Super-resolution of spatiotemporal event-stream image captured by the asynchronous temporal contrast vision sensor
This work addresses the problem of enhancing resolution for event-based vision sensors, enabling potential applications in this domain, but it is incremental as it adapts existing super-resolution concepts to a new sensor type.
The paper tackles super-resolution for spatiotemporal event-stream images from dynamic vision sensors, proposing a two-stage method that models events as a nonhomogeneous Poisson process and uses sparse representation and spatiotemporal filtering to generate high-resolution event sequences, resulting in upscaled images with higher spatial texture detail and well-matched temporal properties.

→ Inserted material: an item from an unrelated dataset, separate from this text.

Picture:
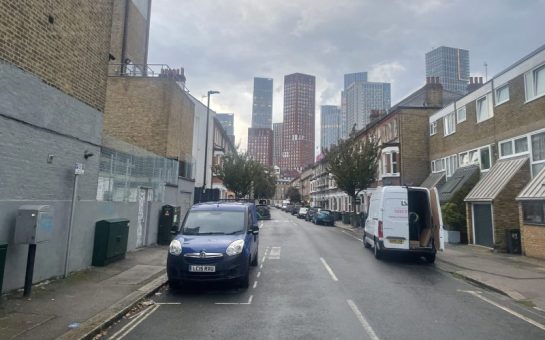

Super-resolution (SR) is a useful technology to generate a high-resolution (HR) visual output from the low-resolution (LR) visual inputs overcoming the physical limitations of the cameras. However, SR has not been applied to enhance the resolution of spatiotemporal event-stream images captured by the frame-free dynamic vision sensors (DVSs). SR of event-stream image is fundamentally different from existing frame-based schemes since basically each pixel value of DVS images is an event sequence. In this work, a two-stage scheme is proposed to solve the SR problem of the spatiotemporal event-stream image. We use a nonhomogeneous Poisson point process to model the event sequence, and sample the events of each pixel by simulating a nonhomogeneous Poisson process according to the specified event number and rate function. Firstly, the event number of each pixel of the HR DVS image is determined with a sparse signal representation based method to obtain the HR event-count map from that of the LR DVS recording. The rate function over time line of the point process of each HR pixel is computed using a spatiotemporal filter on the corresponding LR neighbor pixels. Secondly, the event sequence of each new pixel is generated with a thinning based event sampling algorithm. Two metrics are proposed to assess the event-stream SR results. The proposed method is demonstrated through obtaining HR event-stream images from a series of DVS recordings with the proposed method. Results show that the upscaled HR event streams has perceptually higher spatial texture detail than the LR DVS images. Besides, the temporal properties of the upscaled HR event streams match that of the original input very well. This work enables many potential applications of event-based vision.